What reason induced the Court to go so far as they have done in those decided cases, I am at a loss to know. The whole class of cases which I allude to, appear to me to be founded in some politic notions of the judges, that the law of the land was of a mischievous tendency, and that, by their judicial proceedings, they ought to meet what they deemed the bad policy of the law.
I own, that the judgments given in the cases of Duntreath, and other cases relative to entails, appear to me to shock every principle of common sense. In this country also, a mode was devised by the judges, of getting rid of entails by petitions, recoveries, &c. It would have been more principled and wholesome, if the judges in both countries had applied to the Legislature, when they deemed the law required amendment, than thus to have repealed it by judgments in Courts. It is too late now to enter into those cases; the security of much landed property must necessarily lead your Lordships to act on the principles recognised by the Courts, and repeatedly adjudged in your Lordships’ House.
The question at present before your Lordships distinctly comes to this point; Is this entail so conceived, that the right of the heir shall immediately resolve on his selling the estate? Looking at the deed, no person can say that he does not, in his conscience, believe that a sale was intended to be excluded in the resolutive clause; but the purpose has been rendered of no effect, by cramming the clause with a long string of unnecessary words, and entering into a detail, where every thing meant was not specially mentioned.
If the resolutive clause had stopped in its enumeration, after the words, “Contravene and incur the said clauses, irritant, or any of them,” there would have been no doubt in the present case. But it goes on to specify, by doing any of the following acts, relative to the name, arms, marrying certain persons, or not accepting the benefit
of the entail; it then changes the phrase, or “who shall break or innovate,” &c.; or do any act or deed by which the estate may be evicted or affected, &c.

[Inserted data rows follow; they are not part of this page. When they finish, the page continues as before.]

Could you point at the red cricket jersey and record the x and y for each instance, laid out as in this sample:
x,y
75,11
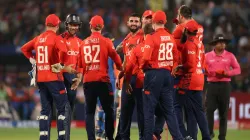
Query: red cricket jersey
x,y
136,61
47,47
177,33
160,51
73,44
132,40
93,58
193,58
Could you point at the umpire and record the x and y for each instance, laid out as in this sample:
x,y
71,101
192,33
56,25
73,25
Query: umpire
x,y
221,66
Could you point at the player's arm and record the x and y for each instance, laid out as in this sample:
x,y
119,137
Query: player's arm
x,y
175,54
61,48
81,67
148,50
235,67
113,55
190,55
119,48
130,65
27,50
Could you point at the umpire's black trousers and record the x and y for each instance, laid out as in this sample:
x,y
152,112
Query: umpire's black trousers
x,y
218,96
103,91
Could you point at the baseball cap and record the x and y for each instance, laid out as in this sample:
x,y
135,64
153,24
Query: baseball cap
x,y
192,26
52,19
96,20
159,17
148,13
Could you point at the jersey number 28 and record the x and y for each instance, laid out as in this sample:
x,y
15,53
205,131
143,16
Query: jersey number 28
x,y
165,51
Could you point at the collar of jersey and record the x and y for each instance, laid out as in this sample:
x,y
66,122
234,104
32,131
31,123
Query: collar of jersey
x,y
96,33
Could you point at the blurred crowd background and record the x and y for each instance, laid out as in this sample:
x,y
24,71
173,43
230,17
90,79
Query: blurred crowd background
x,y
20,21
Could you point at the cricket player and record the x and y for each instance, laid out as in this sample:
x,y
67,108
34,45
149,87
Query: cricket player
x,y
51,87
184,16
192,80
94,53
100,115
73,25
128,101
136,59
159,57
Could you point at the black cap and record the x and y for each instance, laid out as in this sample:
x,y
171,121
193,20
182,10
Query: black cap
x,y
219,38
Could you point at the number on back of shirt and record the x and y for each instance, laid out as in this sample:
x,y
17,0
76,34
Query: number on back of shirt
x,y
91,54
42,54
165,51
199,59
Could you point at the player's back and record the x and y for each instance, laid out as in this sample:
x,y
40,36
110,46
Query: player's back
x,y
193,72
47,47
95,56
72,43
164,50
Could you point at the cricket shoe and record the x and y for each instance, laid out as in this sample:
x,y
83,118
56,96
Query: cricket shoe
x,y
188,138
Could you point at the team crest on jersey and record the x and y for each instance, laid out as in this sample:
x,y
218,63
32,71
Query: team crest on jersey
x,y
165,38
78,43
86,42
68,43
41,40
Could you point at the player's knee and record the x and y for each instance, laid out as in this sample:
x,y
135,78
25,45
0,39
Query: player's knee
x,y
44,133
43,117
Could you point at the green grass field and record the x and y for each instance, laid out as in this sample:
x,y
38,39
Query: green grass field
x,y
80,134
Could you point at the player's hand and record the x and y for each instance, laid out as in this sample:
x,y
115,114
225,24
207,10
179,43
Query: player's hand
x,y
219,74
56,68
175,70
119,48
128,88
69,69
176,21
32,61
75,84
117,84
119,68
131,46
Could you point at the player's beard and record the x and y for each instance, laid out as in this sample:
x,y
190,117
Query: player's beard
x,y
72,31
134,30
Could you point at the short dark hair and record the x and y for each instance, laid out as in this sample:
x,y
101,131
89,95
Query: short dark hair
x,y
192,33
186,12
148,29
50,25
135,15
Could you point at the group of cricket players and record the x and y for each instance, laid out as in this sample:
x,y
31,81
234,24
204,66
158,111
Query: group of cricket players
x,y
158,69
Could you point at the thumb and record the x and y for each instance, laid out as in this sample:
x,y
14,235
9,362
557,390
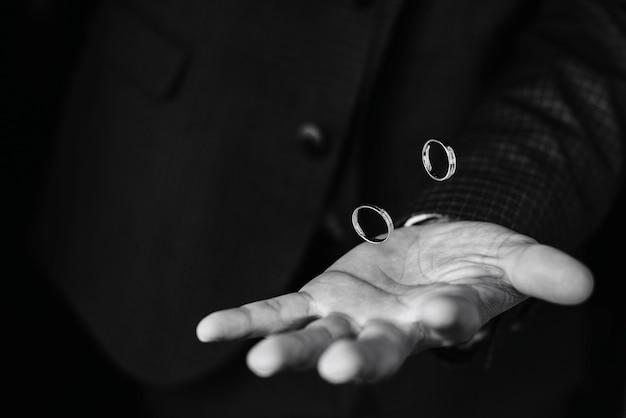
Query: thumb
x,y
548,274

It may seem odd to make it a question, Whether selling an estate be an act by which it is evicted or affected; yet, in terms of the decided cases, which I have alluded to, and even according to the grammatical construction of the present instrument, the question must be answered in the negative. The prohibitive clause here treats the words, breaking the entail, and affecting the estates as different and distinct from selling and disponing it. When these words, break and affect, occur again in the resolutive clause, we must take them in the same way as in the prohibitive clause.

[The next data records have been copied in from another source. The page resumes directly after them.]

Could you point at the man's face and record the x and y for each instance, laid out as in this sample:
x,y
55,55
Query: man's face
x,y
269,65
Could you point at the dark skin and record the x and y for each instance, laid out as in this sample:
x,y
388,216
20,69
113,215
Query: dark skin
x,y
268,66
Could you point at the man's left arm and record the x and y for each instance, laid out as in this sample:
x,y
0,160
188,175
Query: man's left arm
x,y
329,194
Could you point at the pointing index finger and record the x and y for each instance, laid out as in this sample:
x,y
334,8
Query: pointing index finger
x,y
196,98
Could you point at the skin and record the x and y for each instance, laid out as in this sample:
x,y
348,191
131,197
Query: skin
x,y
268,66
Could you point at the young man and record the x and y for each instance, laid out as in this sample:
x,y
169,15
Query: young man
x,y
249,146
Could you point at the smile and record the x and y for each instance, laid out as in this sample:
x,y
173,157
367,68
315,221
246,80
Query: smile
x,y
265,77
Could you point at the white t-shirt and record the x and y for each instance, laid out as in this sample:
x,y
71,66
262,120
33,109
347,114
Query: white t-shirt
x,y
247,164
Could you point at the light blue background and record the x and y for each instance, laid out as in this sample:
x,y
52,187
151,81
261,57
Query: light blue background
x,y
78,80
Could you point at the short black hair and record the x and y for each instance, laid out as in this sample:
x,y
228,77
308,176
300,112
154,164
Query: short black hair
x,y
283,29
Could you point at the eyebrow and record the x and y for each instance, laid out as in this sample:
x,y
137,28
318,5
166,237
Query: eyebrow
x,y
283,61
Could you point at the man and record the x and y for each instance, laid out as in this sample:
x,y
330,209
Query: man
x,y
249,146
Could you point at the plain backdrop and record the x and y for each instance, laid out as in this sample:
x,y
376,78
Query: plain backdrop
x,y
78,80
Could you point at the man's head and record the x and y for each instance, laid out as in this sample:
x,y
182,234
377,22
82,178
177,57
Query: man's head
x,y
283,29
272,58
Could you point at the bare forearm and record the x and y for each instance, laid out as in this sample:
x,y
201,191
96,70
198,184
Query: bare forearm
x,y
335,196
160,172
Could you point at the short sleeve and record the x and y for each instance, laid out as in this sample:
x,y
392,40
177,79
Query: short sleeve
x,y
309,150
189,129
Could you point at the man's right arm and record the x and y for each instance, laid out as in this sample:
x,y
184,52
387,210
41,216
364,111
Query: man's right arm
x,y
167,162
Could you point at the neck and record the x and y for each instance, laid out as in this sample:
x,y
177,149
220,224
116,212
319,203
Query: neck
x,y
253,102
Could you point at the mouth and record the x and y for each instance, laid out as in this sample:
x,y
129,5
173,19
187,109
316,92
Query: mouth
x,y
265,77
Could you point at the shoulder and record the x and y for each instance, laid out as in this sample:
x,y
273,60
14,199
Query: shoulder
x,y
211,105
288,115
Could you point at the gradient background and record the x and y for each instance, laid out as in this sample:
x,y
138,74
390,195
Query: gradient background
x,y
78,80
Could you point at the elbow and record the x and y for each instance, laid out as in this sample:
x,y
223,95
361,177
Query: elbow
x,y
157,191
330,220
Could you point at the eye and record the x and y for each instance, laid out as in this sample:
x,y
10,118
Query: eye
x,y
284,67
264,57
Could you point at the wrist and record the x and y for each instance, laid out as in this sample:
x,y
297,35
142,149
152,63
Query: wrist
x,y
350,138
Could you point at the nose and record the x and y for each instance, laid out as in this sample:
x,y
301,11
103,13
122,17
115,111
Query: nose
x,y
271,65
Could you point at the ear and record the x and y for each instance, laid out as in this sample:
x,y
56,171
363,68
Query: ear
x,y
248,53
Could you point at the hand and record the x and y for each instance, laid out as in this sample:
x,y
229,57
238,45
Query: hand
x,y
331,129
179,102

But the matter does not rest here. According to the decided cases, you cannot express or include a sale by these words. We are therefore reduced to this, that while we have a full conviction in our mind, that the granter of the deed meant to prevent a sale, yet we cannot act upon this; because the Court of Session has, with your consent, perhaps with your Lordships’ directions, decided many cases another way. And the security of real estates in Scotland would be cut down, if you were now to refuse to adopt the doctrine, that a resolutive clause is not good on such general words.

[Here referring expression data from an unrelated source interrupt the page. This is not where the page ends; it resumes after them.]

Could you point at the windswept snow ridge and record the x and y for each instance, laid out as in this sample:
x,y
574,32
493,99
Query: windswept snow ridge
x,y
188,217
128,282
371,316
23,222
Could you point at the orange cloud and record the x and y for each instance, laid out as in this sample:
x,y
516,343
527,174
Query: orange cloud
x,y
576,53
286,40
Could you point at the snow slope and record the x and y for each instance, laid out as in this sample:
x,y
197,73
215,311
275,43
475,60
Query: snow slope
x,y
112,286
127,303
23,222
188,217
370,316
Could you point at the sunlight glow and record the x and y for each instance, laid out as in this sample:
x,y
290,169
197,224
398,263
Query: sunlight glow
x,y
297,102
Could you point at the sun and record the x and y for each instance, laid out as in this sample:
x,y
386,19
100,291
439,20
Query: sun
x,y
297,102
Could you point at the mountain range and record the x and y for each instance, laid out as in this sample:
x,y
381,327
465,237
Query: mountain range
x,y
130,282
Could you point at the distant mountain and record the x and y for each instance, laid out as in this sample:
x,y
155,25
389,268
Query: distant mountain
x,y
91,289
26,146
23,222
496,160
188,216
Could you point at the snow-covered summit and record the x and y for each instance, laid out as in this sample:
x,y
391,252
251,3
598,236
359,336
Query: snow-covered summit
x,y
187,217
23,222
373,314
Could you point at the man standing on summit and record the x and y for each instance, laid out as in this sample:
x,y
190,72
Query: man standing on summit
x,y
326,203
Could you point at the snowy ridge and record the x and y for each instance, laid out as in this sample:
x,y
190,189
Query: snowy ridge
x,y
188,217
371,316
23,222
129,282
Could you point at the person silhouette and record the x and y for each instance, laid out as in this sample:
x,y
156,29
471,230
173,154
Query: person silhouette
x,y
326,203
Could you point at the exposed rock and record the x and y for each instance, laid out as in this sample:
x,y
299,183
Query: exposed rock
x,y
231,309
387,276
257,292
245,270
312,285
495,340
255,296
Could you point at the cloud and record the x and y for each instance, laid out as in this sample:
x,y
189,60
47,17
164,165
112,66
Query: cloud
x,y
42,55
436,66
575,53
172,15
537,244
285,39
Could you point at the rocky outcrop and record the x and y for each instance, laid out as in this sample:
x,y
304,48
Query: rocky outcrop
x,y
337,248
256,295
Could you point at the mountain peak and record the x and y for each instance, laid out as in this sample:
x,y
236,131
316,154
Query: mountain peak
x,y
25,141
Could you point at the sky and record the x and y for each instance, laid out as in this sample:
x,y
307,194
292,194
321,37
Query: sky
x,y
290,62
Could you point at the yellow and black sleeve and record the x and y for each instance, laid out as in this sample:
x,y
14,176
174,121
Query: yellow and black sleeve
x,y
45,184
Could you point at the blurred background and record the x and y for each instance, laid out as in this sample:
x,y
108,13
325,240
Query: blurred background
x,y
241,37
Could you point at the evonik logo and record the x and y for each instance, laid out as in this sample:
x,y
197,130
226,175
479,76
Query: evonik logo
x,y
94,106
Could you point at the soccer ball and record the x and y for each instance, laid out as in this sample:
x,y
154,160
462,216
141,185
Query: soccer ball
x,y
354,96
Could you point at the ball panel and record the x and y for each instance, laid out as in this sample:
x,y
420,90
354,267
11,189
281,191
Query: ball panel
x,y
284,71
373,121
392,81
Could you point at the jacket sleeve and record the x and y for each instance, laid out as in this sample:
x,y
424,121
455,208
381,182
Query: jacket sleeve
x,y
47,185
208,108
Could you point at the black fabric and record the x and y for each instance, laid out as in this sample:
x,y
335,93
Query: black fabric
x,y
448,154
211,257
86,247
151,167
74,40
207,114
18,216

Therefore, when I move your Lordships to affirm the interlocutors complained of, I shall give my vote as not content, protesting that, as a judge, I never could have concurred in the former decisions originally when they were pronounced.
It was accordingly
Ordered and adjudged that the interlocutors complained of be, and the same are hereby affirmed.
Counsel: For the Appellants, R. Dundas, W. Grant.
For Respondents, W. Adam, John Clerk, Wm. Clark.